PERILS OF ISLAMOPHOBIA:

Neighbor, other man charged in slaying of Jersey City family (WAYNE PARRY, 3/04/05, The Associated Press

The upstairs neighbor of an Egyptian Christian family found slain in their home in January was charged Friday, along with another man, in the murders.

Edward McDonald, 25, who rented a second-floor apartment above Hossam Armanious and his family, pleaded not guilty to four counts of felony murder. Hamilton Sanchez, 30, faces the same charges and also pleaded not guilty.

Sanchez during a court hearing began crying as he stood before a judge, his hands cuffed behind his back.

"I didn't kill nobody. I didn't kill nobody, man. I didn't kill nobody, people," Sanchez said, as he was led from the courtroom. McDonald stared at the floor during the hearing.

Both men, who were on parole for different drug offenses, were ordered held on $10 million cash bail.

Authorities said Armanious, 47; his wife, Amal Garas, 37, and their children - Sylvia, 15, and Monica, 8 - were slain three days before their bodies were found Jan. 14.

Hudson County Prosecutor Edward DeFazio said the killings took place in the course of a robbery by the two men, who owed a large sum of money to a person whom DeFazio would not identify.


An awful lot of folks who should have more sense have talked about this as if it could be assumed an act of Islamic terrorism.

Posted by Orrin Judd at March 4, 2005 5:54 PM
Comments

Listening to the radio in the NYC area over the past few weeks, I think many people wanted it to be - for the excitement factor.

Posted by: jim hamlen at March 4, 2005 7:25 PM

If police had released the information earlier that the ATM card of one of the family members had been used several times at a Bank of America branch following the murders, there probably would have been less talk about a religious motive to the slayings (though from the police point of view, that was less important than getting the security camera tapes of who used the card without them knowing about it).

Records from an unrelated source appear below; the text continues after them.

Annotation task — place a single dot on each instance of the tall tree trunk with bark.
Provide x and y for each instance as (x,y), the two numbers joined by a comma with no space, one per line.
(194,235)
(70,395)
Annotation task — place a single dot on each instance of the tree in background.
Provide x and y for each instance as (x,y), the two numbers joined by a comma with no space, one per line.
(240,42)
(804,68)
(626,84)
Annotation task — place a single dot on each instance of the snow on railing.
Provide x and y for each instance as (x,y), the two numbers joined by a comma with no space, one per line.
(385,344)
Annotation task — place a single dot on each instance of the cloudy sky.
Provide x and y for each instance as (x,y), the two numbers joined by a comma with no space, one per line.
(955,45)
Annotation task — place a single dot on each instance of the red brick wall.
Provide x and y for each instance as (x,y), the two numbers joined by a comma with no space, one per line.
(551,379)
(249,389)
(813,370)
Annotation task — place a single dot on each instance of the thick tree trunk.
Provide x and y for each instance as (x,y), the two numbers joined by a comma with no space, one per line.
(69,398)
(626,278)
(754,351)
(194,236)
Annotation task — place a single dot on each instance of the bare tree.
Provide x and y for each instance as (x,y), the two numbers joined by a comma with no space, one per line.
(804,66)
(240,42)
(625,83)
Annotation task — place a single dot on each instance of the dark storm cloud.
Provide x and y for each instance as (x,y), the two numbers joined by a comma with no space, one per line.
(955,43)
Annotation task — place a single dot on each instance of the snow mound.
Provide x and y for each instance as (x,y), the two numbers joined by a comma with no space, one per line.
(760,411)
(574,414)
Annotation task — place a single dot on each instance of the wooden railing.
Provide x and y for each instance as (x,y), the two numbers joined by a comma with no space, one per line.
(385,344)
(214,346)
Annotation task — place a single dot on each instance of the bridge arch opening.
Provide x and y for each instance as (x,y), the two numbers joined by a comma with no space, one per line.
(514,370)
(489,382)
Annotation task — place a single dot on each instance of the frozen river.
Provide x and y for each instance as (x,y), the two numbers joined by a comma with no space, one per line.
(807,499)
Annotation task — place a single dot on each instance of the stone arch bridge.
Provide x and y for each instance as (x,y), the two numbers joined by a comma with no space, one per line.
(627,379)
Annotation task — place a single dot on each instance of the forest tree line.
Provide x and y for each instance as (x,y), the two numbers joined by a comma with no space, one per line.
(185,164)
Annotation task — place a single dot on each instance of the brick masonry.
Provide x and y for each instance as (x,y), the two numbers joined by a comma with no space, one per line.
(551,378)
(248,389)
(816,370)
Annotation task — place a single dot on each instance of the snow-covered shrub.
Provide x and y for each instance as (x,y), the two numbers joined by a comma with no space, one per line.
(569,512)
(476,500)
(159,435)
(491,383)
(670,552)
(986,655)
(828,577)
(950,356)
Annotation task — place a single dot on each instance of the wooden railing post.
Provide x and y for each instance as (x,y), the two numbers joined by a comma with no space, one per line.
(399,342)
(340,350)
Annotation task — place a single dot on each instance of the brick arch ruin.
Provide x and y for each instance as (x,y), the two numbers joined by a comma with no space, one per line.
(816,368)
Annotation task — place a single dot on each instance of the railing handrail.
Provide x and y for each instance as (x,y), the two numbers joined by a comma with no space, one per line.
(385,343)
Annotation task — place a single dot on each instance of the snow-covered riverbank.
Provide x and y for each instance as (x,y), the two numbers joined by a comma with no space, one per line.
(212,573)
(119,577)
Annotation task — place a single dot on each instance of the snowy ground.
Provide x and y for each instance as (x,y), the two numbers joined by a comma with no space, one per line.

Posted by: John at March 4, 2005 11:31 PM

It's the cops fault folks jumped to bigoted conclusions?

Posted by: oj at March 4, 2005 11:40 PM

Well, initial reports were that none of the jewelry was taken, making robbery seem unlikely as a motive. There were also death threats against the family. And Copts are a persecuted minority in Egypt. I wouldn't agree that it could be assumed to be Islamic terrorism, but until the news about the ATM card came out it certainly looked like the way to bet. Or are you saying that if someone gets killed, people who previously made death threats shouldn't be prime suspects?

Posted by: Annoying Old Guy at March 5, 2005 12:04 AM

I'm saying that people jumped to conclusiuons because of their own hatreds.

Posted by: oj at March 5, 2005 8:06 AM

oj,

Jersey City was the home of the blind sheik. It was the home base of the Muslims who tried to blow up the WTC the first time. There is significant violence between the Coptic community and the Muslim Egyptians there.

The family had been subjected to death threats from Muslim extremists before they were murdered.

Bigotry? Hardly. Merely a logical inference from the information at hand. The press didn't exactly play up the two lowlives with the apartment in the Armanious' building.

Posted by: Bart at March 5, 2005 10:40 AM

Bart:

That it is what you believed hardly mitigates against the idea that it was simple-minded bigotry.

Posted by: oj at March 5, 2005 10:54 AM

OJ --

Lots of people suspected a Muslim connection with the 2002 D.C. sniper shootings, even though outlets like the New York Times, with Jayson Blair in the lead, dreided those folks as racist and pointed in the directions of domestic right-wing white supremacists as the likely killers. As it turned out, lots of people were right (and eventually Blair was out of a job), though in this case the religous-based hatred of the killers came from a domestic, instead of a foreign-born source, as was the case with the Jersey City WYC bombers in 1993.

Based on the evidence offered up through the media, and the demographics of Jersey City in general, the idea of a religous connection to this crime was not far-fetched, without the added information about the stolen ATM card, which supplied the motive for it being a more commom, yet horrific, murder-robbery case.

Posted by: John at March 5, 2005 11:21 AM

John:

Yes, the attempts to make the snipers part of al Qaeda were equally silly.

Posted by: oj at March 5, 2005 12:13 PM

OJ --

Al Qaida's a subset of the wider anti-western attitudes of radical Muslims. Muhammad and Malvo fell into the larger category, and those who suspected a Muslim anti-American connection in general were not wrong, although those who chose to be more specific in their beliefs were. Even paranoids can have real enemies, though they may not be as all-powerful as suspected by their intended victims.

In the Jersey City case, no one believes there was any international plot hatched in some cave in Afghanistan to kill off Coptic Christians in northern New Jersey. But the initial evidence offered up by the police and through the media, along with Jersey City's history as home to people willing to destroy the World Trade Center, made the idea of the crime being religously motivated a not-irrational possibility.

Posted by: John at March 5, 2005 12:38 PM

The snipers seem to have been nuts, not Muslim activists.

Yes, the media was hysterical about the Copt killings, which was my point.